A nossa justiça anda pelas ruas da amargura, já todos ouvimos esta ou outras expressões de igual significado, acerca do arrastar dos processos e dos resultados que saem dos julgamentos.

Pois hoje vamos falar, após mais um flop da nossa justiça, no caso do nosso ministério público, que acusa Narciso Miranda mas não enquadra devidamente a acusação o que leva à absolvição conforme se lê na noticia do Público. Servi-mo-nos do caso em causa para questionar mais fundo o sistema de acordo com o que várias passagens pelos tribunais nos foram mostrando.

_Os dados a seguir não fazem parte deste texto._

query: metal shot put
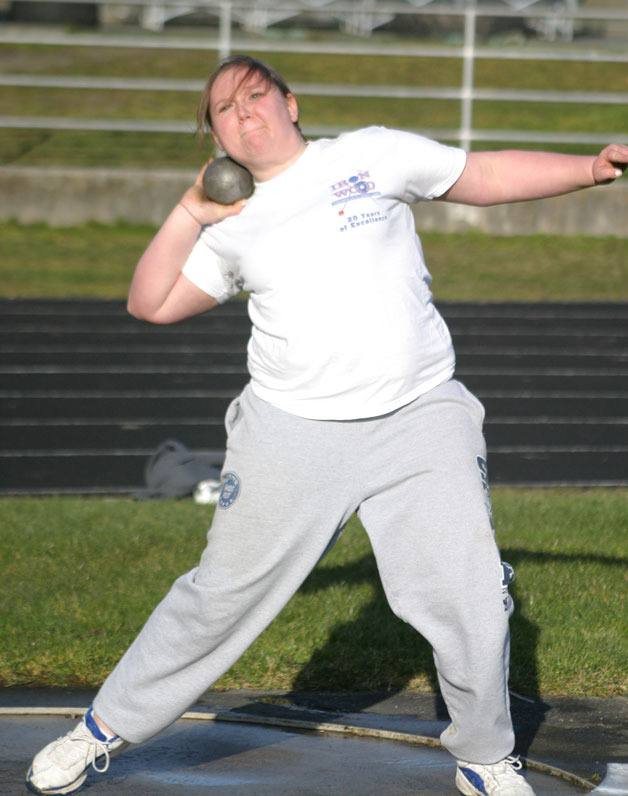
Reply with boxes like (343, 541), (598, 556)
(203, 156), (255, 205)
(27, 51), (628, 796)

Nem nos interessa saber se o homem é culpado ou não, apenas nos incomoda que um qualquer procurador do ministério público, tenha desperdiçado meios, ocupando salas de tribunal e malbaratado escassos e parcos recursos, num folhetim folclórico com gente vestida sinistramente de negro (indumentária quase medieval) para no final ficar tudo como antes de começar o processo.

Cremos que se pode e deve colocar em causa o profissionalismo desta gente, que usa e abusa de um certo poder discricionário que a lei lhe confere e bem, mas que devia ser usado com superior profissionalismo e obrigatório bom senso, esses que só a dedicação às causas e a experiência podem dar.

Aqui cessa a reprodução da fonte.